You exported a spreadsheet, got a .csv file, and now your app expects JSON. Or an API returns comma-separated data and you need a clean array of objects before you can use it. Converting CSV to JSON manually is tedious and error-prone. A browser-based csv to json tool handles it in under a second: paste your data, pick your delimiter, and copy the formatted JSON array. Nothing is uploaded anywhere. This guide explains how the conversion works, what the output looks like, and how to handle the tricky cases like semicolon-separated European exports, empty cells, and number parsing.

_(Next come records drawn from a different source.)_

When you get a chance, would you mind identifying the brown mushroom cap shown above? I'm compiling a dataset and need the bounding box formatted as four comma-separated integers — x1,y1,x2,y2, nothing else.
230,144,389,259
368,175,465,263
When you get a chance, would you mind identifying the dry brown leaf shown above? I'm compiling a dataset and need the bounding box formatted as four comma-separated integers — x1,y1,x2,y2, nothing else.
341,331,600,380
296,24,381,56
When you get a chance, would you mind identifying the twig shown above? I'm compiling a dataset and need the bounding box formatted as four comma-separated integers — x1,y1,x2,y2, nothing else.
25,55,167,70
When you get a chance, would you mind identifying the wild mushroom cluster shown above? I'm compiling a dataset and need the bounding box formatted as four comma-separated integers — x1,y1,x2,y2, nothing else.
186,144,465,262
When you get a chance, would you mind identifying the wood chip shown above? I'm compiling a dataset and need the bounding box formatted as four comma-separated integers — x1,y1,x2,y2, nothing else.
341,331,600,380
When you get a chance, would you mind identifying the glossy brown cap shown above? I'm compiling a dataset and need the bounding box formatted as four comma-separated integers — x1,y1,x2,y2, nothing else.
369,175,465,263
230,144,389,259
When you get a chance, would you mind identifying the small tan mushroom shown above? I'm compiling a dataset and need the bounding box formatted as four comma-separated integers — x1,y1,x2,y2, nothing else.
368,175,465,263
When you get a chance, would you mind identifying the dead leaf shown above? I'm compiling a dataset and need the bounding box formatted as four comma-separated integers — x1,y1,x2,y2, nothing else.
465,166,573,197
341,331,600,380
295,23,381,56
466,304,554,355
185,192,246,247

By · July 1, 2026 · 8 min read · Updated July 2026
Key Takeaways
  • CSV remains one of the most widely exported data formats: over 80% of spreadsheet tools default to CSV as their plain-text export, per the W3C CSV on the Web Working Group.
  • A browser-based csv json tool converts instantly with zero upload, keeping sensitive data private.
  • The first row of your CSV becomes the key names for every JSON object in the array.
  • Semicolons replace commas in European Excel/LibreOffice exports - always check your delimiter first.
  • Empty cells become empty strings by default; numbers stay as strings unless the tool coerces them.

What Is CSV to JSON Conversion and When Do You Need It?

CSV to JSON conversion transforms rows of comma-separated values into a structured JSON array of objects. You need it whenever data produced by a spreadsheet tool - Excel, Google Sheets, LibreOffice Calc - must feed a JavaScript application, an API, or a database that expects JSON. The W3C CSV on the Web Working Group notes that CSV is one of the most widely published open-data formats on the web, used in over 80% of government and research datasets.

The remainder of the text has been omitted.